Nominations techniques plutôt qu’artistiques
Tomorrow War n’a pas été un film de festival ni un chasseur de trophées prestigieux mais il a reçu quelques reconnaissances techniques, notamment dans les catégories effets visuels et animation. On relève des nominations aux Annie Awards pour l’animation de personnages en live-action et des mentions liées aux effets visuels dans des cérémonies spécialisées. C’est un constat logique : le film est avant tout pensé comme une machine spectaculaire, et son capital de reconnaissance se situe là où le spectacle se construit — effets, créatures et séquences d’action — plutôt que sur la partition dramatique ou l’écriture.
Un film généreux mais parfois bancal
Parmi les forces du film, on retiendra l’effort de mise à l’échelle (budget, décors, VFX), la volonté de mêler émotion familiale et action, ainsi que quelques scènes de bataille mémorables où l’on sent une vraie direction d’ensemble. Parmi les faiblesses, la longueur (près de 138 minutes), des rebondissements parfois téléphonés et un dernier acte qui verse dans l’excès spectaculaire sans complètement résoudre toutes les questions posées. On peut reprocher au scénario un certain empilement d’idées scientifiques et dramatiques qui auraient gagné à être resserrées ; à l’inverse, la générosité du film — et son goût pour la confrontation — en fait une expérience parfaitement regardable si l’on accepte ses conventions.

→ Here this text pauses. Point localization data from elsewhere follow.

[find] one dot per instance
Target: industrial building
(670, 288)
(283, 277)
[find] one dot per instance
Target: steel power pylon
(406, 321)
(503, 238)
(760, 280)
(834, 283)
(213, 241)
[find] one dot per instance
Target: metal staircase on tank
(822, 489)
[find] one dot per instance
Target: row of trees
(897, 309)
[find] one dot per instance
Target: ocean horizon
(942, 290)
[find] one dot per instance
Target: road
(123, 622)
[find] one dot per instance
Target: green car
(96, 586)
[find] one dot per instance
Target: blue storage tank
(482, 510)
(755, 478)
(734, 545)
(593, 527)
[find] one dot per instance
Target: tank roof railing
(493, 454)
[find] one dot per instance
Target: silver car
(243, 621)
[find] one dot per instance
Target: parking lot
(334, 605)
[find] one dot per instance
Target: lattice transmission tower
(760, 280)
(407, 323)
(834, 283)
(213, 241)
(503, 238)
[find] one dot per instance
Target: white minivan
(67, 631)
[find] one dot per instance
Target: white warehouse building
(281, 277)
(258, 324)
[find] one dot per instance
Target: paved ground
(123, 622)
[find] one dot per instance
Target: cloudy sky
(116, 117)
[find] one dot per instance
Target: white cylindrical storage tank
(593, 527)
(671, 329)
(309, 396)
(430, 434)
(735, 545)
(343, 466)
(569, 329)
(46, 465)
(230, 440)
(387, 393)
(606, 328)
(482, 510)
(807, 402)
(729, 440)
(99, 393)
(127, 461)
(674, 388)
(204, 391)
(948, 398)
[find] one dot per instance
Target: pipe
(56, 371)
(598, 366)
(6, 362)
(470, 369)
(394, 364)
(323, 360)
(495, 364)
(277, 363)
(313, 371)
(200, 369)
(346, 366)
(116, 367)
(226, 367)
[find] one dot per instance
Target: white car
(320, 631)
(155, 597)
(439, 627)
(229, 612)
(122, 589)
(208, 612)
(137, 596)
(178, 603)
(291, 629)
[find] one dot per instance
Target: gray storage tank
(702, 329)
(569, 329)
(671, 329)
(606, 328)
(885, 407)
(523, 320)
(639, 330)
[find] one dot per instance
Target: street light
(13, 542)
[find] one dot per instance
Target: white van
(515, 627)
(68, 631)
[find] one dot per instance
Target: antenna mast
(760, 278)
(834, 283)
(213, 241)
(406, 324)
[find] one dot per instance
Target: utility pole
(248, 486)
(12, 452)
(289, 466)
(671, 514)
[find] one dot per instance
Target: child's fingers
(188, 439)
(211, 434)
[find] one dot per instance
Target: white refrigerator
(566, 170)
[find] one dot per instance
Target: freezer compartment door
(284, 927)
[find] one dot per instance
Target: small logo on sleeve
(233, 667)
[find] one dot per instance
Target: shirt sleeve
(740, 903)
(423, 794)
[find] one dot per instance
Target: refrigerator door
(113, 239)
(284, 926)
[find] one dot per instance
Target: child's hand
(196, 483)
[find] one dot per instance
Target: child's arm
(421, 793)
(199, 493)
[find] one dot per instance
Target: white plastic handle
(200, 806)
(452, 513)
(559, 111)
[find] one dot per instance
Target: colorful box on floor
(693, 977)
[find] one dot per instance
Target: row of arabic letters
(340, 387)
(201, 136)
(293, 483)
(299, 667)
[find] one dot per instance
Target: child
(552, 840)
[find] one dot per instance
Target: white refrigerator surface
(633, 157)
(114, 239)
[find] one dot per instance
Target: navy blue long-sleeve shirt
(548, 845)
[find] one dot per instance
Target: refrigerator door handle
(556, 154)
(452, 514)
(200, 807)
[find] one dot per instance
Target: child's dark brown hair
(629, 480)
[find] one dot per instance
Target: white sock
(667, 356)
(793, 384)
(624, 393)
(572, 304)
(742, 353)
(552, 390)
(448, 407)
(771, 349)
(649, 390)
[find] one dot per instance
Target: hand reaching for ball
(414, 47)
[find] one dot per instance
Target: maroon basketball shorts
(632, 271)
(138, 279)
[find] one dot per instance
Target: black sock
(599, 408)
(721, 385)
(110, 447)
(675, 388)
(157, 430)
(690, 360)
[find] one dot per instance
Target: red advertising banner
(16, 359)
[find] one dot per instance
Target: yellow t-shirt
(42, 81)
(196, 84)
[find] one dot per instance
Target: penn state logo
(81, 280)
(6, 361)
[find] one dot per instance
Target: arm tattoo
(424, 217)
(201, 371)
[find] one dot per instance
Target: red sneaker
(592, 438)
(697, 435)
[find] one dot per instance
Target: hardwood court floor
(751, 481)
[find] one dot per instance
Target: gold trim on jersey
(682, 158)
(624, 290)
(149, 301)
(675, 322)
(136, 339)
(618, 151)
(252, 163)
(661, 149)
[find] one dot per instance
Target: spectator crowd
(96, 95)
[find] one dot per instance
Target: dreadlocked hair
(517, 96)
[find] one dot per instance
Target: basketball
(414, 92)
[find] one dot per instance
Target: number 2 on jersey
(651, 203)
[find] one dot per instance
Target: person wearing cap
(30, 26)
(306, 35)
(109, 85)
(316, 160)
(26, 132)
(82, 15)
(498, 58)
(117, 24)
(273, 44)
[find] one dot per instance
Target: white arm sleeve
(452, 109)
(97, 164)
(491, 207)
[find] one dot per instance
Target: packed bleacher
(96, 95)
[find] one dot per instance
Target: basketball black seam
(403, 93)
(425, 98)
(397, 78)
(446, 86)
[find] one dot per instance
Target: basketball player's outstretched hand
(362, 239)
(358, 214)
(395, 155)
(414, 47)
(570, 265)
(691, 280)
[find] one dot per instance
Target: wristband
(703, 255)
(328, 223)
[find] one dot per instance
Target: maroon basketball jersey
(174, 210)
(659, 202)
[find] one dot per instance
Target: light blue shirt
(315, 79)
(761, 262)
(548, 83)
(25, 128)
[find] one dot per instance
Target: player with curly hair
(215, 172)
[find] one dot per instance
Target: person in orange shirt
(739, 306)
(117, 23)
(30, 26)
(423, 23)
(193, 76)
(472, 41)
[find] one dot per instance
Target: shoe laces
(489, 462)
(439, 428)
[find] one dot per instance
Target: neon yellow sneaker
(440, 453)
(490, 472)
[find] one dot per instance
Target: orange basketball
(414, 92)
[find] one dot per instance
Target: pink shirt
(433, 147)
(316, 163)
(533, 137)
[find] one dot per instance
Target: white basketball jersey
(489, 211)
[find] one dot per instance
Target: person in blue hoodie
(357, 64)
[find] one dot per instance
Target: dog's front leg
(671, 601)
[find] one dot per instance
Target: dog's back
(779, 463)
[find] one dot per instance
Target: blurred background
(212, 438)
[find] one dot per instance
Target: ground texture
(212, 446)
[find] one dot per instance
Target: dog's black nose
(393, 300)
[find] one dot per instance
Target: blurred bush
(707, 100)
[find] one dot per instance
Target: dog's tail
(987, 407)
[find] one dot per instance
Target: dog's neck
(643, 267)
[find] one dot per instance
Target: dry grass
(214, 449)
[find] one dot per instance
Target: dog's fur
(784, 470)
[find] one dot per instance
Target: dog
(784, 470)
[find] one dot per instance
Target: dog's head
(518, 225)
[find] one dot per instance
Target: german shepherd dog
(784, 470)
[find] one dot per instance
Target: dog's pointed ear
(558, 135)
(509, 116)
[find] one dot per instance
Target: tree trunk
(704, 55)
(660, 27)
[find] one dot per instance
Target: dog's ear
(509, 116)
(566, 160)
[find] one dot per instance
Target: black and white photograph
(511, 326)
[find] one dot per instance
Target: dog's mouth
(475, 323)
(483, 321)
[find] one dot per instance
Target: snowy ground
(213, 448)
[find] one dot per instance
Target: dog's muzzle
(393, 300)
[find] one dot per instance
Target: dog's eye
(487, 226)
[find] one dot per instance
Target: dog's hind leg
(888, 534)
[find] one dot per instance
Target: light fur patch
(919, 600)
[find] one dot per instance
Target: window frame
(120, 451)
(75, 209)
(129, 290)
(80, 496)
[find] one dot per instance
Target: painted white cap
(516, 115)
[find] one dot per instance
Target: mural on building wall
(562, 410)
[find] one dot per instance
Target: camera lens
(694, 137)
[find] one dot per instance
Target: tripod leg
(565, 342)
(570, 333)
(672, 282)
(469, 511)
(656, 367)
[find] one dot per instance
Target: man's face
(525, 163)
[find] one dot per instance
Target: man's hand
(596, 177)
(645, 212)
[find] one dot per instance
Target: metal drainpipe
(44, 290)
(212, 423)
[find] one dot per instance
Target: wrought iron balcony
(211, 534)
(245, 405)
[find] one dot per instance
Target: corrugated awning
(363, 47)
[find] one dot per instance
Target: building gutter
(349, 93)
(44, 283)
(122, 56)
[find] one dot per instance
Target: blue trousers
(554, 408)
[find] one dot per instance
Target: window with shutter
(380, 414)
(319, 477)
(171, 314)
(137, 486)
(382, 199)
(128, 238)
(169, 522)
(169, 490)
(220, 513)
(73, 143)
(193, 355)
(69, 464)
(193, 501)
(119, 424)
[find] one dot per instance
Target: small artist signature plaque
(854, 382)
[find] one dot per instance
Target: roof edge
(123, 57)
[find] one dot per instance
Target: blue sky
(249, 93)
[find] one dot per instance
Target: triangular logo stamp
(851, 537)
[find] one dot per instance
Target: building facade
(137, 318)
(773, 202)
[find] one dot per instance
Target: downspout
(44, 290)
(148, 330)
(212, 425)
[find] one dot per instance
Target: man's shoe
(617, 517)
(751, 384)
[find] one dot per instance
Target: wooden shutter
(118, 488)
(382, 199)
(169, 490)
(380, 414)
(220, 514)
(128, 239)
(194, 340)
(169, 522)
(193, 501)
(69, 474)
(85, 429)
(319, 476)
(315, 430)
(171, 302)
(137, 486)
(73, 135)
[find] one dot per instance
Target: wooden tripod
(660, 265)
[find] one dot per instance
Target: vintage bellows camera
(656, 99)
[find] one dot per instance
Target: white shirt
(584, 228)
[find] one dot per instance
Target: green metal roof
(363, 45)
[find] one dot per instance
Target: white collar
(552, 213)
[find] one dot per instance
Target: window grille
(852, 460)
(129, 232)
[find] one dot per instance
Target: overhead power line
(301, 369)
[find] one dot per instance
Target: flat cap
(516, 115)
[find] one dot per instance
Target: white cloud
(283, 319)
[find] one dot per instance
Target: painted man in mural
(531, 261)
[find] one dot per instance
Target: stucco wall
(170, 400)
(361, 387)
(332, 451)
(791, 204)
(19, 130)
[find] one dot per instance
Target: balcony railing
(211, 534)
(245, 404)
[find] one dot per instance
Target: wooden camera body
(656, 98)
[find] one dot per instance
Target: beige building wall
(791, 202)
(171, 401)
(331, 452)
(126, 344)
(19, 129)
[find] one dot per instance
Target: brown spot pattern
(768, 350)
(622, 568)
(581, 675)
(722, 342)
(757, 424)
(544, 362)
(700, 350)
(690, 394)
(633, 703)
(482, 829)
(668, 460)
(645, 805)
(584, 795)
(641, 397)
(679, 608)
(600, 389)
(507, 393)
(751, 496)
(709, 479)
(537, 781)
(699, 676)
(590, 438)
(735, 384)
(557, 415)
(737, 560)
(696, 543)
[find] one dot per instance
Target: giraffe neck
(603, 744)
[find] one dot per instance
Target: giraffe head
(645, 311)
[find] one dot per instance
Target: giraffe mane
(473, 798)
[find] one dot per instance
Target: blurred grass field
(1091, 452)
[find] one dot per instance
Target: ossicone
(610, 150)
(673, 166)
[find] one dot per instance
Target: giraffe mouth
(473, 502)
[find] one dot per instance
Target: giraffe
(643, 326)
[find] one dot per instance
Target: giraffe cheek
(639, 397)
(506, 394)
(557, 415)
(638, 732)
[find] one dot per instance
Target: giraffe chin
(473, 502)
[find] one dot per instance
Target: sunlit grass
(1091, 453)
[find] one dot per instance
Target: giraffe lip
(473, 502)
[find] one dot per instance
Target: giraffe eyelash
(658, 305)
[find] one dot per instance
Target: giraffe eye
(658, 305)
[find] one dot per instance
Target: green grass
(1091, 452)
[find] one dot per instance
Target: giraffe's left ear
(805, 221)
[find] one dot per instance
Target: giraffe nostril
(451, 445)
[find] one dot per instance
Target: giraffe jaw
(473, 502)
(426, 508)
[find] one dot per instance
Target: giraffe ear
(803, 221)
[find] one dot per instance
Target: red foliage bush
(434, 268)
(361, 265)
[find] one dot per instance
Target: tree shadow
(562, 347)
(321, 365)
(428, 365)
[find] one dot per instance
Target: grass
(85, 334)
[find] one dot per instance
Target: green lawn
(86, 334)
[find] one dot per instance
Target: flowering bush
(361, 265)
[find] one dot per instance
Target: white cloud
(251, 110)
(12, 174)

Un blockbuster qui convainc par intermittence
En définitive, Tomorrow War n’est pas un monument du genre, mais c’est un blockbuster abouti dans sa promesse de divertissement massif : spectacle, moments de bravoure, et un cœur familial qui donne de l’épaisseur à la narration. Pour les spectateurs en quête d’un actioner de science-fiction généreux, porté par des effets travaillés et quelques bonnes performances, le film délivre largement. Pour ceux qui cherchent une science-fiction de rupture, plus conceptuelle ou plus serrée, il restera un objet hybride : ambitieux, parfois maladroit, mais rarement ennuyeux.